Title :
: Spatial Processors Interconnected for Concurrent Execution for Accelerating the SPICE Circuit Simulator Using an FPGA
Author :
Kapre, Nachiket ; DeHon, André
Author_Institution :
Dept. of Electr. & Electron. Eng., Imperial Coll. London, London, UK
Abstract :
Spatial processing of sparse, irregular, double-precision floating-point computation using a single field-programmable gate array (FPGA) enables up to an order of magnitude speedup (mean 2.8× speedup) over a conventional microprocessor for the SPICE circuit simulator. We develop a parallel, FPGA-based, heterogeneous architecture customized for accelerating the SPICE simulator to deliver this speedup. To properly parallelize the complete simulator, we decompose SPICE into its three constituent phases-model evaluation, sparse matrix-solve, and iteration control-and customize a spatial architecture for each phase independently. Our heterogeneous FPGA organization mixes very large instruction word, dataflow and streaming architectures into a cohesive, unified design to match the parallel patterns exposed by our programming framework. This FPGA architecture is able to outperform conventional processors due to a combination of factors, including high utilization of statically-scheduled resources, low-overhead dataflow scheduling of fine-grained tasks, and streaming, overlapped processing of the control algorithms.
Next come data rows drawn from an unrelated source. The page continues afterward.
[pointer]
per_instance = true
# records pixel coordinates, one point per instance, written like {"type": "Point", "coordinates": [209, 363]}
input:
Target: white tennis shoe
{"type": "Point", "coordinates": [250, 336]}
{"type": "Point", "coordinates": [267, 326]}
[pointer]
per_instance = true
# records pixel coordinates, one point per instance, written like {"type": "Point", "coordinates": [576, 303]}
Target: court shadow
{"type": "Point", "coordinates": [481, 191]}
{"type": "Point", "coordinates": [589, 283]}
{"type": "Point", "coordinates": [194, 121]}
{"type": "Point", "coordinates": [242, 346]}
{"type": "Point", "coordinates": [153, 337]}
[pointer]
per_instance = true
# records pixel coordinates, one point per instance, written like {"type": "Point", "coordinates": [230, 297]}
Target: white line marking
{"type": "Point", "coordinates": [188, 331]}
We demonstrate that we can independently accelerate model evaluation by a mean factor of 6.5 × (1.4-23×) across a range of nonlinear device models and matrix solve by 2.4×(0.6-13×) across various benchmark matrices while delivering a mean combined speedup of 2.8×(0.2-11×) for the composite design when comparing a Xilinx Virtex-6 LX760 (40 nm) with an Intel Core i7 965 (45 nm). We also estimate mean energy savings of 8.9× (up to 40.9×) when comparing a Xilinx Virtex-6 LX760 with an Intel Core i7 965.
Keywords :
SPICE; circuit simulation; field programmable gate arrays; floating point arithmetic; integrated circuit interconnections; microprocessor chips; sparse matrices; FPGA; Intel Core i7 965; SPICE circuit simulator acceleration; Xilinx Virtex-6 LX760; benchmark matrix; dataflow architecture; floating-point computation; heterogeneous architecture; iteration control phasing; low-overhead dataflow scheduling; mean energy saving estimation; microprocessor; model evaluation phasing; nonlinear device model; size 40 nm; size 45 nm; sparse matrix-solve phasing; spatial processor interconnected for concurrent execution; statically-scheduled resource utilization; streaming architecture; Computational modeling; Field programmable gate arrays; Integrated circuit modeling; Mathematical model; Runtime; SPICE; Sparse matrices; Parallelism; reconfigurable logic; simulation;
Journal_Title :
Computer-Aided Design of Integrated Circuits and Systems, IEEE Transactions on
DOI :
10.1109/TCAD.2011.2173199